Yükselen barbarlık karşısında, işçi sınıfının tarihsel rol üstlenme ve gençlere, köylülere ve baskı altındaki halka liderlik etme görevi her zamankinden daha fazladır. Bu amaçla, gerek uluslararası gerekse ulusal düzeyde sınıfının devletlerden, yönetici sınıftan ve uluslararası kapitalist kurumlardan bağımsızlığını savunmak zorundadır.
Genel anlamda emeğe yönelik saldırı, sendikaların ve sendikal hakların marjinalleştirilmesi, büyüyen işsizlik ve güvencesiz çalıştırma, emek yanlısı yasaların yok edilmesi dünya çapında işçileri bir yanıt vermeye çağırıyor. Yakın zamanda Hindistan, emek maliyetinin düşürülmesi deneyinde ve sömürünün şiddetlendirilmesinde bir laboratuvar haline geldi.
Savaşa, Sömürüye ve Güvencesiz Çalıştırmaya karşı bir Uluslararası Konferansın Hindistan’da yapılmasının gerekliliğini fazlasıyla hissetmemizin nedeni bu. Böyle bir konferans işçi sınıfının gelişen uluslararası dayanışmasında, Hindistanlı kitlelerin mücadelesine muazzam bir ivme kazandıracaktır.
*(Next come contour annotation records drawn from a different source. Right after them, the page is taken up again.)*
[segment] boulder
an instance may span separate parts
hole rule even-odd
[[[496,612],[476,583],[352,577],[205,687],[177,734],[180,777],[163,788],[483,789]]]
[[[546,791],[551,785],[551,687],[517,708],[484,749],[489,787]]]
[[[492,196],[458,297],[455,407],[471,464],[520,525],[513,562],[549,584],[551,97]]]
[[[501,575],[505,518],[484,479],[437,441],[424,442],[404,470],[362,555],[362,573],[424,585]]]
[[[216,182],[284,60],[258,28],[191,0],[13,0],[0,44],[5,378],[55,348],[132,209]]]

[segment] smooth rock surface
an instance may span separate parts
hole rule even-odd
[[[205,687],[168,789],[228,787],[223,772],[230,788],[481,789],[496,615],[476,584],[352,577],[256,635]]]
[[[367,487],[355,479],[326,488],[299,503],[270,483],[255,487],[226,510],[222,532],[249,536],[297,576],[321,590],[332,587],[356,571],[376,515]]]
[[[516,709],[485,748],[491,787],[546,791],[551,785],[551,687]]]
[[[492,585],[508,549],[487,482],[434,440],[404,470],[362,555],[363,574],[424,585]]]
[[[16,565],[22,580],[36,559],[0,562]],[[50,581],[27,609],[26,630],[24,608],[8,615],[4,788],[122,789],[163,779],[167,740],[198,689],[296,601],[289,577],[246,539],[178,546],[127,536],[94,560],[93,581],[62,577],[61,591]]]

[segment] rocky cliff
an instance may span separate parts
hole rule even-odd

Konferans hazırlığında, bu göreve aday herkesin içinde olacağı bir hazırlık komitesi kurulması elzemdir.
Konferans tarihine ilişkin son karar, çağrımızın ulaştığı sendikalardan ve işçi militanlarından, işçi sınıfının politik örgütlerinden ve dünya çapında ilgili bireylerden gelecek imzalara bağlı olarak alınacaktır.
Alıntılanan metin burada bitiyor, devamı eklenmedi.